Paulo Branco
Paulo Branco (n. Lisboa, 3 de Junho de 1950), é um produtor de cinema português.
Deixou os estudos de Engenharia Química, no Instituto Superior Técnico, partindo para Londres, em 1971, e para Paris, em 1973. Enveredou definitivamente pelo cinema em 1974, quando começou a trabalhar no cinema Olympic, com Frédéric Miterrand. Pouco depois ficou responsável pela gestão da sala parisiense Action-République.
Tornou-se produtor de cinema em 1979, trabalhando entre Paris e Lisboa. Até hoje produziu mais de duzentos filmes, entre os quais figuram realizadores portugueses, como Manoel de Oliveira, João César Monteiro, João Canijo, João Botelho, Teresa Villaverde ou Pedro Costa, e estrangeiros, como Wim Wenders, Alain Tanner, Werner Schroeter, Raoul Ruiz, Danièle Dubroux, Christine Laurent, Jerzy Skolimowski, Sharunas Bartas, Paul Auster, entre outros. Produtor internacional, é responsável pelas firmas Clap Filmes e Alfama Films, depois de ter dirigido, por vários anos, a Madragoa Filmes, em Lisboa, e a Gemini Films, em Paris.

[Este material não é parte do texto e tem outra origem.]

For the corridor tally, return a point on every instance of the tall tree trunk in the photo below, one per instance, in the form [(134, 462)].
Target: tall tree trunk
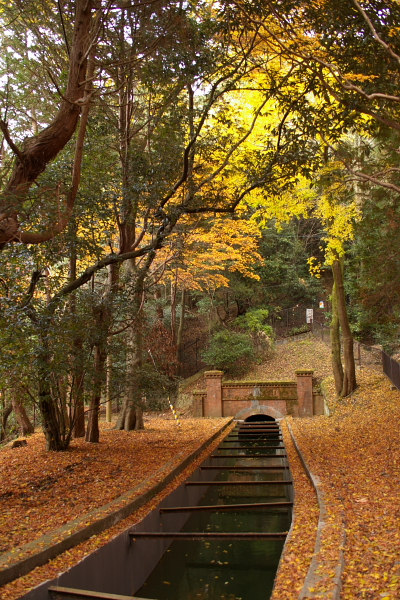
[(337, 366), (109, 389), (349, 377), (181, 328), (92, 431), (39, 150), (47, 406), (130, 416), (78, 407), (159, 308), (174, 301), (7, 410), (24, 423)]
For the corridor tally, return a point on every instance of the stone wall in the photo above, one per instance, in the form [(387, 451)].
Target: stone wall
[(240, 399)]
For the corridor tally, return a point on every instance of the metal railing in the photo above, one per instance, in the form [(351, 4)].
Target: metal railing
[(288, 319), (366, 356)]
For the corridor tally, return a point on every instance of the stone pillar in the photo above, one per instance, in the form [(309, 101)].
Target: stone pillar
[(304, 392), (213, 400), (198, 400)]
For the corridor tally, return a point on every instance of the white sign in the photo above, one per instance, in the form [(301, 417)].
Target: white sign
[(309, 315)]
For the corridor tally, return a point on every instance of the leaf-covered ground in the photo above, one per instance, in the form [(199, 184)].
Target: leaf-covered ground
[(308, 353), (300, 544), (64, 561), (356, 454), (41, 491)]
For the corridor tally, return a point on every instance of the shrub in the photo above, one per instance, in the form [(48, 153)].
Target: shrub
[(255, 321), (227, 348)]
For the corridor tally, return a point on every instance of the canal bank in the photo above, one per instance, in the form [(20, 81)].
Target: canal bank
[(114, 566)]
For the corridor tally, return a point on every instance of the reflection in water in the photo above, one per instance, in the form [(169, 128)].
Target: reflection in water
[(226, 569)]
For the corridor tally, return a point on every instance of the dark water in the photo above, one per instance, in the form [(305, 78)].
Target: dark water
[(226, 569)]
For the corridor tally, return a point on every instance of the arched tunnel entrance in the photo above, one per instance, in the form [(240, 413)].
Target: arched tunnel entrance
[(259, 418)]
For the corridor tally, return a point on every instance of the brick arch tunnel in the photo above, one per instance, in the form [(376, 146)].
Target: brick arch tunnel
[(259, 418)]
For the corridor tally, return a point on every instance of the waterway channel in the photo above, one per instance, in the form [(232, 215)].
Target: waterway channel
[(231, 568)]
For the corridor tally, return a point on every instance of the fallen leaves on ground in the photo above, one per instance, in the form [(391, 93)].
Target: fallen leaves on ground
[(68, 559), (40, 491), (300, 544), (356, 454)]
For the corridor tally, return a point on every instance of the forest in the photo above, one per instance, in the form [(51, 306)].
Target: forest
[(179, 169)]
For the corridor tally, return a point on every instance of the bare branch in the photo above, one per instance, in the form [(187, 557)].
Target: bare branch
[(9, 141), (375, 33)]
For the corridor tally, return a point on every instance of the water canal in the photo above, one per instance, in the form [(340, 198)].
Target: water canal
[(249, 495), (217, 536)]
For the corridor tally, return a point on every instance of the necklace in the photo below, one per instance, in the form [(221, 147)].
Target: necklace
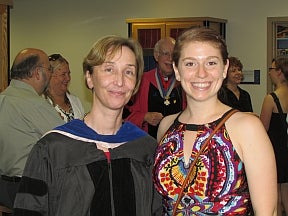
[(165, 94)]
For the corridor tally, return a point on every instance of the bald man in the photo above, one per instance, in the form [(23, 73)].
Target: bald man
[(159, 94), (25, 116)]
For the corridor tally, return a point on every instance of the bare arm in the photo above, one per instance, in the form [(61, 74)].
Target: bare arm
[(164, 125), (253, 145)]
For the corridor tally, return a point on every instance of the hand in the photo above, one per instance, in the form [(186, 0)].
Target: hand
[(153, 118)]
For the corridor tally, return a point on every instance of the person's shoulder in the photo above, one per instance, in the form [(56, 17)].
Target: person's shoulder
[(244, 121), (165, 123)]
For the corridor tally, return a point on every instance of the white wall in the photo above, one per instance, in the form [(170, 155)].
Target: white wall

Em Portugal tornou-se o segundo maior exibidor e distribuidor cinematográfico, dirigindo a Medeia Filmes e a Atalanta Filmes, tendo-se afirmado como defensor do cinema europeu, além de ter estreado mais de cinquenta filmes portugueses, nas última década.
Integrou também o júri de diversos festivais internacionais de cinema, salientando o Festival de Berlim (1999) e o Festival de Veneza (2005). É também reconhecido como o produtor que maior número de filmes apresenta em quatro desses festivais, incluindo o Festival de Locarno e o Festival de Cannes.
Foi distinguido com o prémio de Melhor Produtor da Europa, pelo Parlamento Europeu (1999), recebeu o Prémio Especial Raimondo Rezzonico, atribuído ao Melhor Produtor Independente, no Festival de Locarno (2002), recebeu o Golden Horse do Festival de Cinema de Taipé (2005). Jacques Chirac entregou-lhe a medalha de Officier de L’Ordre des Arts et Des Lettres da República Francesa.